History was made Saturday. One of America's last remaining laws enforcing prejudice was voted into extinction.
After President Obama signs the breakthrough change, gays and lesbians will be accepted into U.S. military service on an equal basis with "straight" Americans. The old "Don't Ask, Don't Tell" law -- which forced the expulsion of 13,500 from the armed services, and made others lie about their minority orientation -- will be consigned to the bigoted past, where it belongs.
"It is the right thing to do," Joint Chiefs Chairman Mike Mullen declared. "No longer will able men and women who want to serve and sacrifice for their country have to sacrifice their integrity to do so. We will be a better military as a result."
Obama said: "It is time to close this chapter in our history. It is time to recognize that sacrifice, valor and integrity are no more defined by sexual orientation than they are by race or gender, religion or creed."
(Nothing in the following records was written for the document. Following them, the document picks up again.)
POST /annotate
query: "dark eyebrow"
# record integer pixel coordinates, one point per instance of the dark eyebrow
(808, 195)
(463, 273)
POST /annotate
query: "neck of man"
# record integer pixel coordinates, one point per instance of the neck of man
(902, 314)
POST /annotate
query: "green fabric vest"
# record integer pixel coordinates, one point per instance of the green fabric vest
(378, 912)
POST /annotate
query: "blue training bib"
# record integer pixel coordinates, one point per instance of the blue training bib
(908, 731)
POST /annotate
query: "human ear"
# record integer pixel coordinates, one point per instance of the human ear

Outgoing House Speaker Nancy Pelosi said the law change will "close the door on a fundamental unfairness in our nation." Rep. Jared Polis, D-Colo., said the former "don't ask" statute was "the only law in the country that requires people to be dishonest or be fired if they choose to be honest."
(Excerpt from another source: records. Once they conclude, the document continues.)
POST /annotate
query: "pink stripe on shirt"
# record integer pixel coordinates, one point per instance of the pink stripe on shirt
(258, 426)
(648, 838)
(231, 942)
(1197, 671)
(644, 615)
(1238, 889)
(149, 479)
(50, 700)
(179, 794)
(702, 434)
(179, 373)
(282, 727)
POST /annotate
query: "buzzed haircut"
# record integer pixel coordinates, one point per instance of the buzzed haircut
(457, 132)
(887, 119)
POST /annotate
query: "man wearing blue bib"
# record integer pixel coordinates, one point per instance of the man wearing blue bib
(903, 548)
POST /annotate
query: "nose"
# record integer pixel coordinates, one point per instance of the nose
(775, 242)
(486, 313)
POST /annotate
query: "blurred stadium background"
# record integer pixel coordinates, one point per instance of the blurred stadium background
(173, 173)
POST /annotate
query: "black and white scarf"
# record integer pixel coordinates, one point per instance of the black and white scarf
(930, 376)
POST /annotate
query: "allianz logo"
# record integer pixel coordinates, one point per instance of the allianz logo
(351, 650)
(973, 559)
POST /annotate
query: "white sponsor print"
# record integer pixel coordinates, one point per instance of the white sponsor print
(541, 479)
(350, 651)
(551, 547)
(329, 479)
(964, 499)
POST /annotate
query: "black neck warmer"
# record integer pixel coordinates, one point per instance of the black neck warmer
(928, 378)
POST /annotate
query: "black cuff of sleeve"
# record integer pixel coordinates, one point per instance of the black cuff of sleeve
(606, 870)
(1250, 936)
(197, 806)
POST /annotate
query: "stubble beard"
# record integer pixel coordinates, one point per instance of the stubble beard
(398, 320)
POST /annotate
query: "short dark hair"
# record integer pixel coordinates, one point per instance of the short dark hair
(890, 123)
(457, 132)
Sadly, more than half of West Virginia's delegation in Congress opposed equality for gays. When the House of Representatives cast a landmark 250-175 vote Wednesday, only Democratic Rep. Alan Mollohan supported letting homosexuals enlist. Democrat Nick Rahall and Republican Shelley Moore Capito both voted no.
In the U.S. Senate, new Sen. Joe Manchin was the only Democrat against eliminating prejudice -- which embarrassed many West Virginians. Manchin offered an excuse about disliking the timetable for gay enlistment. Then he skipped the Senate session to attend a family party. Without him, the Senate backed gay rights, 65-31. Sen. Jay Rockefeller, D-W.Va., stood with his party.
All three of those West Virginia opponents -- Manchin, Rahall and Capito -- will be up for re-election in 2012. Perhaps they were pandering for votes of Appalachian fundamentalists, known for hostility to gays.
The historic action by Congress has profound implications reaching beyond the military. It's a victory in the "culture war." For decades, conservative evangelicals have denounced gays as evil and sought to ostracize them from American society. But the "religious right" is losing the battle. Some recent polls show as many as 80 percent of Americans favor gay equality. Public attitudes have shifted.
(Incidentally, new Sen. Manchin also joined Republicans in opposing the DREAM Act, which would let children of illegal immigrants gain U.S. citizenship by enlisting in the military or enrolling in college. He embarrassed West Virginia twice in the same week.)As for gay human rights, the mostly Democratic majority in Congress deserves praise for taking a historic stride for equality.